Winter shouldn't have anything to do with it assuming the temps in the viv are correct.


----------



## gone fishin (Oct 14, 2009)

craigie said:


> Yep left it in over night as I did the first 3 months where he ate every 5-6 days, I'll try bathing him, temps are 85-88 in hot side and around 75 in cool side. Has enough hides aswell! Could it be anything to do with the winter approaching fast here??


yeah my hatchling clali has been fussy in the last few weeks since its been colder outside tho how would it know when its in its own temperature controlled enviroment. maybe they can sense air pressure or something? ive no idea really. anyway good look


----------



## craigie (Nov 25, 2009)

*R*

I don't have one right now, but I'll be getting one as I upgrade the viv, the snake dude said i didn't need the now, like I said the snake was eating well the first 2 n a half months. And he's still active. Agh need help! Should I try feeding him half a pinkie????


----------



## Gaboon (Jun 20, 2005)

craigie said:


> Yep left it in over night as I did the first 3 months where he ate every 5-6 days, I'll try bathing him, temps are 85-88 in hot side and around 75 in cool side. Has enough hides aswell! Could it be anything to do with the winter approaching fast here??

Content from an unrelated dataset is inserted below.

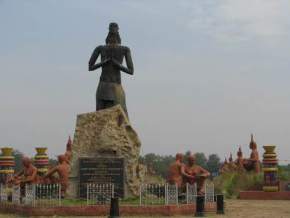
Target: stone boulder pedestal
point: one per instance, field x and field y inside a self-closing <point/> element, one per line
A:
<point x="106" y="134"/>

Temps sound fine and a pink would be well defrosted after a night. If it has had water avaliable this past 3 months I doubt it is dehydrated but a bowl big enough for it to bath in is all ways good .

Yep with the onset of winter many snakes including most if not all North American snakes and others from other temperate zones will start going off food. Some in captivity will carry on feeding but its an innate response to seasonality that many still posses. If you keep offering yours food it will probably take in a matter of weeks, failing that a couple months . This is fine. It really depends on the individual snake and for reasons not clearly understood seemingly independent of the enclosure environment, and more in response to the weather/seasonality.



craigie said:


> I don't have one right now, but I'll be getting one as I upgrade the viv, the snake dude said i didn't need the now, like I said the snake was eating well the first 2 n a half months. And he's still active. Agh need help! Should I try feeding him half a pinkie????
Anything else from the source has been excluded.